Microscopia a Super Risoluzione

 

Microscopia confocale
Che cos’è la microscopia confocale?

La microscopia confocale è una tecnica di microscopia a fluorescenza sviluppata allo scopo di migliorare la risoluzione delle immagini, in particolare nei campioni più spessi, rimuovendo i segnali luminosi provenienti dagli strati non a fuoco del campione. In precedenza, l’unico modo per acquisire immagini di campioni spessi era sezionarli in fette molto sottili. Non soltanto questa operazione risulta molto complicata, ma rende impossibile l’imaging di campioni vivi.
Questa tecnica è stata introdotta da Marvin Minsky negli anni ‘50 ed è stata successivamente implementata e migliorata con l’avanzamento tecnologico nei laser e nei computer fino a diventare una tecnica chiave nelle scienze della vita.

 

Immagine confocale di tubulina (verde, microtubuli) combinata con immagine SIM di cellule Cos7 marcate con TOM20 (rosso, marcatore mitocondriale), DNA (blu, DAPI), SiR (grigio, actina) (scale bar: 10µm)

 

Come funziona un microscopio confocale?

Un microscopio confocale utilizza tipicamente utilizza delle lenti per focalizzare la luce su uno specifico piano focale all’interno del campione.
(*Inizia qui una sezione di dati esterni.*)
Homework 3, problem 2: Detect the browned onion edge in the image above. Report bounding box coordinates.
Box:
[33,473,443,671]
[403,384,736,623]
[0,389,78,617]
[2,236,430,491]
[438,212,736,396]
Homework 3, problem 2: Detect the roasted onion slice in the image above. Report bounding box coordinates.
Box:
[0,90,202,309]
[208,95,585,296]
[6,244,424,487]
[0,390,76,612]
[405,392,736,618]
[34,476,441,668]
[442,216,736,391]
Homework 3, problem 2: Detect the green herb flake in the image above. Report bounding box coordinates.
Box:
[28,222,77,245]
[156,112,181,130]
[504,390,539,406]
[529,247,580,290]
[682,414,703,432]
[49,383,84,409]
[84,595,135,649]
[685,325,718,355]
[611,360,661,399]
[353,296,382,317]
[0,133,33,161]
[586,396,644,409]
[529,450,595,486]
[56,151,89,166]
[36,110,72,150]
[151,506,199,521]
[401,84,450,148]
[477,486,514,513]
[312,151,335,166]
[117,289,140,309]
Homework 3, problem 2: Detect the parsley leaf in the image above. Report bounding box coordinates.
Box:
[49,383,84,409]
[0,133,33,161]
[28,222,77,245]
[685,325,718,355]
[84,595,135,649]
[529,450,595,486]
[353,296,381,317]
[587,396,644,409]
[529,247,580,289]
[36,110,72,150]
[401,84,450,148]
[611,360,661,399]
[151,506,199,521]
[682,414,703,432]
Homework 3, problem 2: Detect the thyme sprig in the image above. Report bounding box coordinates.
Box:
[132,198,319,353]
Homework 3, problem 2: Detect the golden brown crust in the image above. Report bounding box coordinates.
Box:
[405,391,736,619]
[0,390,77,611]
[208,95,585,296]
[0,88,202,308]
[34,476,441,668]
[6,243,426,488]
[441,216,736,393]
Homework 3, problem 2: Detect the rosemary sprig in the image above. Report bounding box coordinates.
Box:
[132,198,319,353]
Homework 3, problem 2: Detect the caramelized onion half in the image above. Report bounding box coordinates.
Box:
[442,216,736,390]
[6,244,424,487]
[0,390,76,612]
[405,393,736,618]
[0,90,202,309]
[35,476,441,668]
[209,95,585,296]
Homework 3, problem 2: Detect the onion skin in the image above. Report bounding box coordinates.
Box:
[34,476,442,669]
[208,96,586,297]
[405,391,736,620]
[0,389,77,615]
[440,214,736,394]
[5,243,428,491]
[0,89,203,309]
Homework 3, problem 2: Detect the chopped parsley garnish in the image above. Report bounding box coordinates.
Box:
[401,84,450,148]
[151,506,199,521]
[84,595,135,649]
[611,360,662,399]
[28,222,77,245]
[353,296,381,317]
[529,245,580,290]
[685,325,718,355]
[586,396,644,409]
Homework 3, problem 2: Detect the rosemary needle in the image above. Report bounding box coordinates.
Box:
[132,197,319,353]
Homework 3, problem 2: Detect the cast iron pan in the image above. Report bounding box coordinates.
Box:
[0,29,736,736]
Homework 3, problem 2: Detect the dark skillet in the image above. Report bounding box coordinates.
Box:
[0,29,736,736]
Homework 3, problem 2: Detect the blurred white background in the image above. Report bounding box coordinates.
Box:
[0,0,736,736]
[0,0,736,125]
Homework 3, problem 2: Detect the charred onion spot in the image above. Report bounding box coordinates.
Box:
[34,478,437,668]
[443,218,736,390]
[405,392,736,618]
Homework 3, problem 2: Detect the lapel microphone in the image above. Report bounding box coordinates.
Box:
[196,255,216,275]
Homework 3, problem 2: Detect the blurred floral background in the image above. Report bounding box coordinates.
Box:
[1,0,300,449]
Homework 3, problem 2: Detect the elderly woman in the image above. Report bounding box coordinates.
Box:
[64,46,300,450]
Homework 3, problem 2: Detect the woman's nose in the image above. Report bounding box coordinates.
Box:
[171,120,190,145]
La luce laser emerge dalla sorgente passando attraverso un pinhole (foro), prima di venire diretto verso il campione. Grazie a questo un fascio di luce circoscritto verranno eccitati soltanto i fluorofori vicini al piano focale. La luce riflessa viene poi diretta al detector, anch’esso protetto da un’apertura a pinhole, passando attraverso una lente semi-trasparente.
Il resto del fascio che proviene da percorsi diversi nel campione e altre profondità viene bloccato, rendendo l’immagine risultante rappresentativa di una specifica profondità del campione e a più alta risoluzione. Questa operazione si chiama sezionamento ottico.

Structured Illumination Microscopy
Che cos’è la microscopia a luce strutturata (SIM)?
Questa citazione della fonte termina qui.